Mr Macdonald, co-director of the Lammermuir Festival, said: “He talks about being billeted above Mr Veitch’s shop – which my paternal grandfather eventually bought – and about composing a Christmas piece based on Good King Wenceslas which he played on the church organ for his battalion. That piece still exists. I thought, ‘Wouldn’t it be brilliant to do something commemorating the artists, musicians, poets and writers who lost their lives, played on the organ Kelly had used’.
“The Gallipoli Sonata which will be played in the concert was a big romantic piece, is a very passionate piece for violin and piano which Kelly wrote in the most horrendous conditions in the trenches.
“He dedicated it to Jelly D’Aranyi, a famous Hungarian violinist. They had played a lot of recitals together, him at the piano.

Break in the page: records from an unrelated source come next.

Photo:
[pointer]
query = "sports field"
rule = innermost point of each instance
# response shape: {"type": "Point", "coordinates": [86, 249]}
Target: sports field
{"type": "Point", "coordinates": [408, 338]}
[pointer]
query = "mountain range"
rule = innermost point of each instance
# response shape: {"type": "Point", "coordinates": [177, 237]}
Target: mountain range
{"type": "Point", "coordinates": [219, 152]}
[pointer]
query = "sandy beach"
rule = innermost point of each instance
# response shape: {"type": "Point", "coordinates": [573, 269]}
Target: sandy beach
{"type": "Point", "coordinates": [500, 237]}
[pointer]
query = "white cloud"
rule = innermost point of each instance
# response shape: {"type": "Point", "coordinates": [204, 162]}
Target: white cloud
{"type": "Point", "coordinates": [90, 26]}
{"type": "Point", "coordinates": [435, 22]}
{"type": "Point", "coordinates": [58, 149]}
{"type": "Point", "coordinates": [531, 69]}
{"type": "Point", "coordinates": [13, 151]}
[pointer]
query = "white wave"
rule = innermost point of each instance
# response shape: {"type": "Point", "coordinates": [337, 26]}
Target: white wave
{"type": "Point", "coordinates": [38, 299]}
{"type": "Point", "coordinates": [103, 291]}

“When he was killed at the Somme she was absolutely devastated. She had a photo of Kelly on her piano for the rest of her life, up till she died in 1966, aged 72.”
The diaries also describe preparations for war and possible attack, with the entry for Wednesday, 16 December 1914 at “the house over Veitch’s Greenlaw” saying “Pinks told me of a rumour that the Germans were landing a force at Newcastle and that we were to be ready to start at any moment.

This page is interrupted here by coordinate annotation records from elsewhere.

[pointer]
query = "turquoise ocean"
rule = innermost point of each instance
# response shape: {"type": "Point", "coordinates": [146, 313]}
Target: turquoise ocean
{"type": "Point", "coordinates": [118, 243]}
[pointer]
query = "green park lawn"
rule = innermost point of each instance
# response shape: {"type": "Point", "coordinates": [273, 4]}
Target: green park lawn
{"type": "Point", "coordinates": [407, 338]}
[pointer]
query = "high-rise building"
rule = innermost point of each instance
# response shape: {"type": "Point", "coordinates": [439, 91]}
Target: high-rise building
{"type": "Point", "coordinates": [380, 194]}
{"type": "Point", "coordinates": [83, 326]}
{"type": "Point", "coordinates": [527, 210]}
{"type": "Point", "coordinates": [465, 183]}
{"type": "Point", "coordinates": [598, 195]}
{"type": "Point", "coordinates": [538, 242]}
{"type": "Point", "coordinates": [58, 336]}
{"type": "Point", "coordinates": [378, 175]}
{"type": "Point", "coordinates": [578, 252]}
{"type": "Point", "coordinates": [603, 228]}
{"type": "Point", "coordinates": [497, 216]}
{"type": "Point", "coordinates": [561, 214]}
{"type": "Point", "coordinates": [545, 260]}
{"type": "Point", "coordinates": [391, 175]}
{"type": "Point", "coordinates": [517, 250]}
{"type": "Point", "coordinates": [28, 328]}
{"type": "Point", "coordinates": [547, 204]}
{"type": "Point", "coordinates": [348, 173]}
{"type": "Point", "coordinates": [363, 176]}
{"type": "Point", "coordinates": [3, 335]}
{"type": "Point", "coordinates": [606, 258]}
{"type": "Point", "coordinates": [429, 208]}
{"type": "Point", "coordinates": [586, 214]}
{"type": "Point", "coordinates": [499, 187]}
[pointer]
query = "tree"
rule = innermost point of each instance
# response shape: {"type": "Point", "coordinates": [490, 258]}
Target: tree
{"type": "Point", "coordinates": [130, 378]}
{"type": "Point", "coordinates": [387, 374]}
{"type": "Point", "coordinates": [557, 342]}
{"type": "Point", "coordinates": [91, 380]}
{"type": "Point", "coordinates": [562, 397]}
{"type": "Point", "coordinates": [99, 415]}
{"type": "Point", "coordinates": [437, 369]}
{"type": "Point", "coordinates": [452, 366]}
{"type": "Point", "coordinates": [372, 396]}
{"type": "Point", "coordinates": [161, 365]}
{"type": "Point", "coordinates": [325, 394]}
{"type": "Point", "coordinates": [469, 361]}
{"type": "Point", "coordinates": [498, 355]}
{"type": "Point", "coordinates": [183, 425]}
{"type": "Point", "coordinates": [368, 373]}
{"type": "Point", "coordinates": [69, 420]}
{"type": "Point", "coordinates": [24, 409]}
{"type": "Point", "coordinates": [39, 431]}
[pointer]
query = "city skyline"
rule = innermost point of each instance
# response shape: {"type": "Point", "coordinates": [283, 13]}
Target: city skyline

“Instead of a much hoped for rest I spent a feverish afternoon preparing for a possible departure.”
Kelly was awarded the Distinguished Service Cross for conspicuous gallantry during the evacuation of Gallipoli.
Kelly’s musi,c which was almost forgotten after the war, underwent a revival and an elegy he wrote for his friend, the poet Rupert Brooke, was played at the BBC Proms in 2014.
It is understood that he composed music as a means of blocking out the death and destruction that he experienced in the trenches.
Mr Macdonald said: “Every death in war is a tragedy whether the person was unknown or of some reputation.
“One of the good things about the ‘artists’ is that they leave something behind in that their music or poetry still exists.
“When you play Kelly’s pieces his spirit come alive through the music, a privilege not given to many people.
Kelly, who was born in Sydney to a wealthy family, came to live in England as a young man.
“He mixed with the society set where his friends included the son of Herbert Asquith, the prime minister.
“At the outbreak of war he joined the Royal Naval Division, for land troops. He was also an athlete, winning a gold meal for rowing in the 1908 Olympics
Tomorrow’s concert, called Some Corner of a Foreign Field, will be held at Greenlaw Parish Church at 3:30pm and raise money for the charity Veterans Helping Veterans.